Udało nam się dotrzeć do monitoringu, o który starał się syn zaginionego. Widać na nim, jak pan Bogusław po przyjęciu do szpitala trzy razy zagubiony wychodzi z oddziału ratunkowego i błąka się po okolicach szpitala, po czym wraca na oddział. Za czwartym razem, około godziny 16.10, mężczyzna już nie wrócił. Prawdopodobnie spadł ze skarpy, wyjątkowo śliskiej po kilku dniach opadów. Nie potrafił wydostać się z gęstych krzaków. Ponad 40 godzin spędził pod gołym niebem. W tym czasie w Radomiu miały miejsce intensywne opady deszczu.
Jak sytuację tłumaczy szpital i policja? W stanowisku Mazowieckiego Szpitala Specjalistycznego w Radomiu przesłanym nam przez rzecznik Karolinę Gajewską czytamy, że w piątek 19 czerwca "pacjent oczekiwał na konsultację internistyczną. Około godziny 16-16.30 został poproszony do gabinetu lekarskiego, jednak pacjenta już nie było. Personel szpitalnego oddziału ratunkowego natychmiast rozpoczął poszukiwania mężczyzny na oddziale, zawiadomiono również lekarza dyżurnego oraz ochronę szpitala, która poszukiwała pacjenta na terenie wokół placówki. Szpital poinformował policję o zaginięciu pacjenta".

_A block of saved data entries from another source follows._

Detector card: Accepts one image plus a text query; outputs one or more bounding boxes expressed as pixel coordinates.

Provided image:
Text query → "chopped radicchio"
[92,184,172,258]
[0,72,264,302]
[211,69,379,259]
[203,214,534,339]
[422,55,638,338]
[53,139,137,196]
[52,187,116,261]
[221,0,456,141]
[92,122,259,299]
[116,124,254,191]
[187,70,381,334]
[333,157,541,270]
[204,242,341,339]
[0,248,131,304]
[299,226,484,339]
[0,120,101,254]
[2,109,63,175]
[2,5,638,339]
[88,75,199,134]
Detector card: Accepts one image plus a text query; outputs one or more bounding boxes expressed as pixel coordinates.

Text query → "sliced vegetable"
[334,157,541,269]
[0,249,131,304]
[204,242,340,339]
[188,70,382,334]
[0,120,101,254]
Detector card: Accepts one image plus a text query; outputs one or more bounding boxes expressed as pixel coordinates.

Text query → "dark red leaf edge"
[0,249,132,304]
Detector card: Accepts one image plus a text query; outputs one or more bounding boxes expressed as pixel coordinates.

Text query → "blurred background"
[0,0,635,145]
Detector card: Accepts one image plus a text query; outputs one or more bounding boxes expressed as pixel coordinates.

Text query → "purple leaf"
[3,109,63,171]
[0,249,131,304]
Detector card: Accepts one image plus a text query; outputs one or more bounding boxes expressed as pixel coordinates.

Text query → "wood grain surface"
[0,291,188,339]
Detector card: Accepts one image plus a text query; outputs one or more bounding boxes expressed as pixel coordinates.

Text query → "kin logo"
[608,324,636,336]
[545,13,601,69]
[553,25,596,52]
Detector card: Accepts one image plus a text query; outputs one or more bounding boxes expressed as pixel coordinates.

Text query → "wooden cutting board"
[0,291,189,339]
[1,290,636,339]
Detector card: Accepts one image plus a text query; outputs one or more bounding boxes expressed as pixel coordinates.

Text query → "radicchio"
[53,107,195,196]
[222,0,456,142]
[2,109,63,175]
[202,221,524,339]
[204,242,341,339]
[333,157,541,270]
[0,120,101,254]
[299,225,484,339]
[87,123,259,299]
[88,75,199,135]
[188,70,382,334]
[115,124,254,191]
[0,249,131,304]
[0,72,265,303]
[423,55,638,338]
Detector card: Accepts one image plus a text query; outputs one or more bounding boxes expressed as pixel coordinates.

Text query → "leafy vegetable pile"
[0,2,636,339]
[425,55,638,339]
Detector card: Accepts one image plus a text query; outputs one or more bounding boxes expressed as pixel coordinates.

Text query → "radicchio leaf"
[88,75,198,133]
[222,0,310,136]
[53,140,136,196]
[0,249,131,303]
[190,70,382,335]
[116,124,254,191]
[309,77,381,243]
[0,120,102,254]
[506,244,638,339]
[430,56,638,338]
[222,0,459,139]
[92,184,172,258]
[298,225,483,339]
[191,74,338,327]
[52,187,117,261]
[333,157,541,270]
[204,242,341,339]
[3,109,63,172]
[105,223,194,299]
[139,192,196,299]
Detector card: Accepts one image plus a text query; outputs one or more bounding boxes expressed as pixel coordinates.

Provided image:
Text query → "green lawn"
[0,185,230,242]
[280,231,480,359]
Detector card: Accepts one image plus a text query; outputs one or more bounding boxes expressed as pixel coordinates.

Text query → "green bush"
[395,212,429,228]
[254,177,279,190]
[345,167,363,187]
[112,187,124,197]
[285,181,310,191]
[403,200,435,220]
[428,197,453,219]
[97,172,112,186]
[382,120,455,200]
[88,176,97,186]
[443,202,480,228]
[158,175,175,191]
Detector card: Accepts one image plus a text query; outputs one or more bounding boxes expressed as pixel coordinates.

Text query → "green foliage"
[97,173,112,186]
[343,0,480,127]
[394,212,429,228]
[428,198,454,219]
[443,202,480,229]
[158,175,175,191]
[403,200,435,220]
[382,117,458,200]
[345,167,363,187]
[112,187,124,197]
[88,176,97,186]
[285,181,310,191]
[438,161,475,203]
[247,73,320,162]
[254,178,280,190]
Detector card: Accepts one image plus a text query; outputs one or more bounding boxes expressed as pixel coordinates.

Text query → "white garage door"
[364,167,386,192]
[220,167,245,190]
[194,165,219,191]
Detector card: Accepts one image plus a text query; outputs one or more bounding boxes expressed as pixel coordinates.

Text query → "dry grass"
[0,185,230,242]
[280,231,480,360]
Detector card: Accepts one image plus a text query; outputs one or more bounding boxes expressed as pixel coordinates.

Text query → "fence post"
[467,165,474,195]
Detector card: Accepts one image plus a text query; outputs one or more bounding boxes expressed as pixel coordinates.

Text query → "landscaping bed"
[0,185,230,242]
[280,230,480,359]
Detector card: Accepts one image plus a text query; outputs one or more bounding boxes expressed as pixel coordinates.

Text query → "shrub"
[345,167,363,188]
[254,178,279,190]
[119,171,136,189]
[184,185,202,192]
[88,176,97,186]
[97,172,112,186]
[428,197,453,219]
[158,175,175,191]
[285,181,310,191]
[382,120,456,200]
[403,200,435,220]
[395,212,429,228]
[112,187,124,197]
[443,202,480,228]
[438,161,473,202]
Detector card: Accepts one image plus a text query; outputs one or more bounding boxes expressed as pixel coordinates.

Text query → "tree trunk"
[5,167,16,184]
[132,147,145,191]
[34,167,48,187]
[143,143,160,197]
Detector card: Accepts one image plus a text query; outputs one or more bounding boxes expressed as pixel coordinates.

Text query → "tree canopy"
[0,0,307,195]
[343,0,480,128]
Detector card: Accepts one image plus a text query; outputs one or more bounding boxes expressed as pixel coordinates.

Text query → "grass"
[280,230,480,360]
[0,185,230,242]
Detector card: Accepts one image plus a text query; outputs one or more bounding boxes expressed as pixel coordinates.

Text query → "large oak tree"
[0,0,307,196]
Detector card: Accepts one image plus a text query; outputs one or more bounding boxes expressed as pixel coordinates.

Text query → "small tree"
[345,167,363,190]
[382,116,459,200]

Rzeczniczka szpitala pomija fakt, że lecznica poinformowała policję dopiero o godzinie 8.45 w sobotę. Według relacji rodziny pana Bogusława dopiero po ich sygnale, że 93-latek nie dotarł do domu.
O tym informuje za to Joanna Leszczyńska, rzecznik radomskiej policji. W jej stanowisku czytamy również: "Po otrzymaniu tej informacji dyżurny do miejsca zamieszkania mężczyzny wysłał policyjny patrol, by sprawdził, czy mężczyzna wrócił do domu. Sprawdzono również teren przy szpitalu na ulicy Aleksandrowicza oraz przy posesji mężczyzny. O zaginięciu powiadomione zostały patrole na terenie miasta. Sprawdzono także placówki medyczne. Zaangażowano w poszukiwania kilkudziesięciu policjantów".
237 policjantów pilnuje pustego stadionu
Fakty te nie zgadzają się z relacją rodziny pana Bogusława. Wątpliwości ma również kierownictwo polskiej policji. Z informacji tvn24.pl wynika, że dokumentacja sprawy trafiła już do Komendy Głównej Policji, wszczęto też postępowanie dyscyplinarne.
Ważnym elementem tego postępowania będzie wyjaśnienie, dlaczego I zastępca Komendanta Miejskiego Policji w Radomiu nie użył do szukania pana Bogusława policjantów, którzy tego dnia pilnowali meczu Radomiaka, rozgrywanego w sobotę bez udziału kibiców. 237 funkcjonariuszy pilnowało pustego stadionu i okolic, w czasie gdy pan Bogusław leżał w rowie, 100 metrów od szpitala. Jak poinformowała nas Joanna Leszczyńska, zabezpieczenie "przebiegło spokojnie, bez incydentów".
O tym, że policja dopiero w niedzielę poważnie potraktowała sprawę zaginięcia pana Bogusława, świadczy informacja, którą otrzymaliśmy od rzecznika Wojsk Obrony Terytorialnej. Pułkownik Marek Pietrzak poinformował nas, że dopiero w niedzielę o godzinie 11 policjanci poprosili żołnierzy WOT o pomoc w poszukiwaniu starszego mężczyzny. Pół godziny później odwołali akcję, bo pan Bogusław został odnaleziony.
Czy szpital lub policja przeprosili rodzinę pana Bogusława, który zmarł w poniedziałek nad ranem? - Ze szpitala do dziś nikt nawet nie zadzwonił i nie powiedział, że ojciec umarł. Sąsiadka ojca jest pielęgniarką, zadzwoniła do kogoś z naszej rodziny i poinformowała, że ojciec nie żyje - mówi syn pana Bogusława. - A policja dzwoniła i pytała, jaki jest stan ojca. Powiedziałem, że zmarł. I tyle.